National Security Letters Ruled Unconstitutional
A federal judge has ruled National Security Letters violate the First Amendment's free speech guarantees.
A federal judge has ruled National Security Letters violate the First Amendment’s free speech guarantees.
Kim Zetter Wired (“Federal Judge Finds National Security Letters Unconstitutional, Bans Them“):
Ultra-secret national security letters that come with a gag order on the recipient are an unconstitutional impingement on free speech, a federal judge in California ruled in a decision released Friday.
U.S. District Judge Susan Illston ordered the government to stop issuing so-called NSLs across the board, in a stunning defeat for the Obama administration’s surveillance practices. She also ordered the government to cease enforcing the gag provision in any other cases. However, she stayed her order for 90 days to give the government a chance to appeal to the Ninth Circuit Court of Appeals.

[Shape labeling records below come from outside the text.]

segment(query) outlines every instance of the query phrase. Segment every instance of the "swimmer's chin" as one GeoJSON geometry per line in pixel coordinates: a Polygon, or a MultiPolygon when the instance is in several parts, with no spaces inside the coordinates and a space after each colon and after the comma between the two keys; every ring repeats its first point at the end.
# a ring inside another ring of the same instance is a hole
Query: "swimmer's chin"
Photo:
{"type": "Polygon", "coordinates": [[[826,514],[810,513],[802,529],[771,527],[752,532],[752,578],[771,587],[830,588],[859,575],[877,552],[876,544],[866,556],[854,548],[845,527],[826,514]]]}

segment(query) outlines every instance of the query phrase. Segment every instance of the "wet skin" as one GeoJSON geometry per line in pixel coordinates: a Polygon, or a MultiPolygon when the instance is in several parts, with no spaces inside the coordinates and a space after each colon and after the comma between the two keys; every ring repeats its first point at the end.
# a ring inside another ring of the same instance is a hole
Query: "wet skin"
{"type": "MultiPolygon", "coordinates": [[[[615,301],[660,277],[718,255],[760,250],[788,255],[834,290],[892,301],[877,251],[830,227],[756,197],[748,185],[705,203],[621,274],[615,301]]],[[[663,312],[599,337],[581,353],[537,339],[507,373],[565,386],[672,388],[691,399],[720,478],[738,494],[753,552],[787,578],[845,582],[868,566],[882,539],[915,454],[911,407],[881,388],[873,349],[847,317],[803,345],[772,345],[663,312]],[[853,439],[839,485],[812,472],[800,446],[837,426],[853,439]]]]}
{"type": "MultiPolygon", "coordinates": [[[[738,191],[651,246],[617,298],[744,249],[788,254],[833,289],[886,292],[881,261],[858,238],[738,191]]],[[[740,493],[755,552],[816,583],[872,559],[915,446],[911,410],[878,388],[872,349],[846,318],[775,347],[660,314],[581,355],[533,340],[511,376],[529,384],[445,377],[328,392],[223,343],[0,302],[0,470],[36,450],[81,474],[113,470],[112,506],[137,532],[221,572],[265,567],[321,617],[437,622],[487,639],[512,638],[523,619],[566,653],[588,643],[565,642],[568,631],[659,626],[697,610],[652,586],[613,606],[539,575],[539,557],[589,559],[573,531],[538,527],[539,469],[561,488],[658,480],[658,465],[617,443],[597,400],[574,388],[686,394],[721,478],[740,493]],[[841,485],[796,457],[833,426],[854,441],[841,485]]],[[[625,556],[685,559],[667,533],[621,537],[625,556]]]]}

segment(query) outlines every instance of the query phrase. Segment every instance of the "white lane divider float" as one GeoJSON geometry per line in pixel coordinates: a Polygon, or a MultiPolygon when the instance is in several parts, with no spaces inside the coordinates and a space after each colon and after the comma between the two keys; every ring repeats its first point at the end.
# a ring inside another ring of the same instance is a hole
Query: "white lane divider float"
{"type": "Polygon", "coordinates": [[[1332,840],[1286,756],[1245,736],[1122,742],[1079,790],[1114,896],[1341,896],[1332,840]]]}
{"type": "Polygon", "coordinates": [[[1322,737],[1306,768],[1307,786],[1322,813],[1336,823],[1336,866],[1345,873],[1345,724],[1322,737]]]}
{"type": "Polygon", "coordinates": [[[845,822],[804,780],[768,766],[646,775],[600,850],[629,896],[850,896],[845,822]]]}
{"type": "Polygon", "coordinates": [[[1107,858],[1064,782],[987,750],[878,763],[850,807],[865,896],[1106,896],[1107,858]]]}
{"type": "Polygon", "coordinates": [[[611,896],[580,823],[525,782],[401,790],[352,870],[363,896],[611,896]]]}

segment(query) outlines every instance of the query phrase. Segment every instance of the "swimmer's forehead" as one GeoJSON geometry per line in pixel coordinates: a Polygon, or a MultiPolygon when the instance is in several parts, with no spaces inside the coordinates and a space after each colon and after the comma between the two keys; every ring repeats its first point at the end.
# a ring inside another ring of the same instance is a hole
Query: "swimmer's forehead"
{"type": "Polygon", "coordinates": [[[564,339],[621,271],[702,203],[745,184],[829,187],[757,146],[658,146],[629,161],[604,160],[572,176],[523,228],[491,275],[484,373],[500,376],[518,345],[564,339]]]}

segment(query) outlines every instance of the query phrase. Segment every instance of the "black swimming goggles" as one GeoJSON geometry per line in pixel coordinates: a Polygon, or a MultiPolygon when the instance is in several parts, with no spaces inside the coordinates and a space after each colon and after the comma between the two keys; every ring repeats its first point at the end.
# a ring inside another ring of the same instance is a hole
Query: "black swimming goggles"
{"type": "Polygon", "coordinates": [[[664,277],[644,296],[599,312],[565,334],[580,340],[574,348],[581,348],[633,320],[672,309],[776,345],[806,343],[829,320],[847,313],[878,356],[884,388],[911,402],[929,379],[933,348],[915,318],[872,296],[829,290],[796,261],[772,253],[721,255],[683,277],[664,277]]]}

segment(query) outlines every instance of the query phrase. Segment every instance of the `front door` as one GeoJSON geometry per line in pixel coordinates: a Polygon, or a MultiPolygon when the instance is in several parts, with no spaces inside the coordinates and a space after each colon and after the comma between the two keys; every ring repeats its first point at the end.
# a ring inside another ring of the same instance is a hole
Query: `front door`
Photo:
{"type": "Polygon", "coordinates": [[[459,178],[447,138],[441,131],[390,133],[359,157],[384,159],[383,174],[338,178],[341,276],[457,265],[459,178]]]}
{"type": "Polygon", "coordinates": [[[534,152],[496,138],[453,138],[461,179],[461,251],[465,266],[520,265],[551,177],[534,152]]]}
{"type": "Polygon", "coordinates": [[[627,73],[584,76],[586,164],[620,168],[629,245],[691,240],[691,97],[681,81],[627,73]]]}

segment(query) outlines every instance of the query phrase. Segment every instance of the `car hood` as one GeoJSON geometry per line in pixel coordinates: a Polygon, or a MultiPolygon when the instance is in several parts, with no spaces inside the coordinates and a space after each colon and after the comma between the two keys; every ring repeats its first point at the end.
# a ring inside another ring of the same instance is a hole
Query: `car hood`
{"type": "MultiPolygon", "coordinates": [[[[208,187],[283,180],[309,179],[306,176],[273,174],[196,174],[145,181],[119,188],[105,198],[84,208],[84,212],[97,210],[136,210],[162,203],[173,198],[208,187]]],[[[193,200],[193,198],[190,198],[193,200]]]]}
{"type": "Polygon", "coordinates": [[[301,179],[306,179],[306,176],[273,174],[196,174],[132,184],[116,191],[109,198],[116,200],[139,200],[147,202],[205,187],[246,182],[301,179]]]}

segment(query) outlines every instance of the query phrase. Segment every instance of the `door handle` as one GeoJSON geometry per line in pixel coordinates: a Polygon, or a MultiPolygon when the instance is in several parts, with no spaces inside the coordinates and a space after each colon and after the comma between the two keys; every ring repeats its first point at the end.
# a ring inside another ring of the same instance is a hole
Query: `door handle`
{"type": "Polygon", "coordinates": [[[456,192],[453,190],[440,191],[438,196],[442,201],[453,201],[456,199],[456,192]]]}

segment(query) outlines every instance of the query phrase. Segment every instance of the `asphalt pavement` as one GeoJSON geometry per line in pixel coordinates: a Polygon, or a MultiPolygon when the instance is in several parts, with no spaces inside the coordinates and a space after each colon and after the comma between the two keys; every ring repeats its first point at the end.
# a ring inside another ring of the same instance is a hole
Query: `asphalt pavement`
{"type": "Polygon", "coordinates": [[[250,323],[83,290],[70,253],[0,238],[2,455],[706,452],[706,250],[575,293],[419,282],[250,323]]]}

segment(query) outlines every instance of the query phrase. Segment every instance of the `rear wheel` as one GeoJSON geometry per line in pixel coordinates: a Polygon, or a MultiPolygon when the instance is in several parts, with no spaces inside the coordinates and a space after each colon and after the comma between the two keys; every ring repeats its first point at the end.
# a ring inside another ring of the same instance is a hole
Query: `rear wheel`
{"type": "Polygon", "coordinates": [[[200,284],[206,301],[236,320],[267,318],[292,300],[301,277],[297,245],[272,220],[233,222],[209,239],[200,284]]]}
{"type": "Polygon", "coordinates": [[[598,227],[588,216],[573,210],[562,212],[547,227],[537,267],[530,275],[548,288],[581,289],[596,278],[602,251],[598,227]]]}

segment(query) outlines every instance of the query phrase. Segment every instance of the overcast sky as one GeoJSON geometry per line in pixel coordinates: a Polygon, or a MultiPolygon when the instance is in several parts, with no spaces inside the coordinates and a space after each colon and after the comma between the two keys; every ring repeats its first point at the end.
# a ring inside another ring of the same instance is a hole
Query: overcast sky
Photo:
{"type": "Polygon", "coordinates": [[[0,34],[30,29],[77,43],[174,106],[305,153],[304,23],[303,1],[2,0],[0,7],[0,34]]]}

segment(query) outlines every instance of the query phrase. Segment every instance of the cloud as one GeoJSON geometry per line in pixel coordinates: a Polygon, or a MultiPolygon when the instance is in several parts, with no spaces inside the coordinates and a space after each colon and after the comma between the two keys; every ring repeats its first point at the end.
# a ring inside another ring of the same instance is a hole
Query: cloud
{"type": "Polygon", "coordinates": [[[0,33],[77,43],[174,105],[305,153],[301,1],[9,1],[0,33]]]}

“We are very pleased that the Court recognized the fatal constitutional shortcomings of the NSL statute,” said Matt Zimmerman, senior staff attorney for the Electronic Frontier Foundation, which filed a challenge to NSLs on behalf of an unknown telecom that received an NSL in 2011. “The government’s gags have truncated the public debate on these controversial surveillance tools. Our client looks forward to the day when it can publicly discuss its experience.”
The telecommunications company received the ultra-secret demand letter in 2011 from the FBI seeking information about a customer or customers. The company took the extraordinary and rare step of challenging the underlying authority of the National Security Letter, as well as the legitimacy of the gag order that came with it.
Both challenges are allowed under a federal law that governs NSLs, a power greatly expanded under the Patriot Act that allows the government to get detailed information on Americans’ finances and communications without oversight from a judge. The FBI has issued hundreds of thousands of NSLs over the years and has been reprimanded for abusing them — though almost none of the requests have been challenged by the recipients.
Paul Ellis, AP (“Judge rules secret FBI letters unconstitutional“):
They’re called national security letters and the FBI issues thousands of them a year to banks, phone companies and other businesses demanding customer information. They’re sent without judicial review and recipients are barred from disclosing them.
On Friday, a federal judge in San Francisco declared the letters unconstitutional, saying the secretive demands for customer data violate the First Amendment.
The government has failed to show that the letters and the blanket non-disclosure policy “serve the compelling need of national security,” and the gag order creates “too large a danger that speech is being unnecessarily restricted,” U.S. District Judge Susan Illston wrote.
Illston is a longtime district court judge, having been appointed to the bench by Bill Clinton in 1995. The result here strikes me as obvious, although I do note with some amusement that judges issue gag orders, restraining speech related to cases in their court, all the time. There, though, there’s a rather obvious public policy interest.
Come again? Natural security letters have existed since 1978.
Borrowing heavily from Wikipedia, it seems the sea change came in 1993:
The oldest NSL provisions were created in 1978 as a little-used method of circumventing the Right to Financial Privacy Act. Used in terrorism and espionage investigations, it was limited to foreign powers or persons who the FBI had reasonable cause to believe were agents of a foreign power.
A 1993 amendment relaxed the restriction regarding “foreign powers” and allowed the use of an NSL to obtain information on persons not under direct investigation.
In 2001, section 505 of the USA PATRIOT Act greatly expanded the use of the NSL.
It’s rare nowadays a federal judge pushes back against the surveilance state. This made my day when I learned of it this morning.
Yeah, but there’s a big difference between issuing such an order after a public hearing in which both parties are permitted to present argument and evidence to support their case, and allowing the FBI to issue its own warrant without even pro forma review by a court and banning anyone from even questioning the decision.
There’s a public policy interest in the NSL gag order, too: keeping people from alerting terrorist suspects to an investigation.
That being said, I agree with the judge’s decision. NSLs have become a convenience tool for the FBI, and their use far too frequent. The gag order applies in every case, regardless of whether or not it actually protects the investigation, and even if the recipient is not a target of the investigation. The lack of oversight means the FBI has issued NSLs ordering the recipients to turn over information that should have required a warrant.
“Friggin people, you have no idea how to defend a nation, all you did was weaken a country today Caffey, that’s all you did…you put peoples lives in danger. Sweet dreams son.”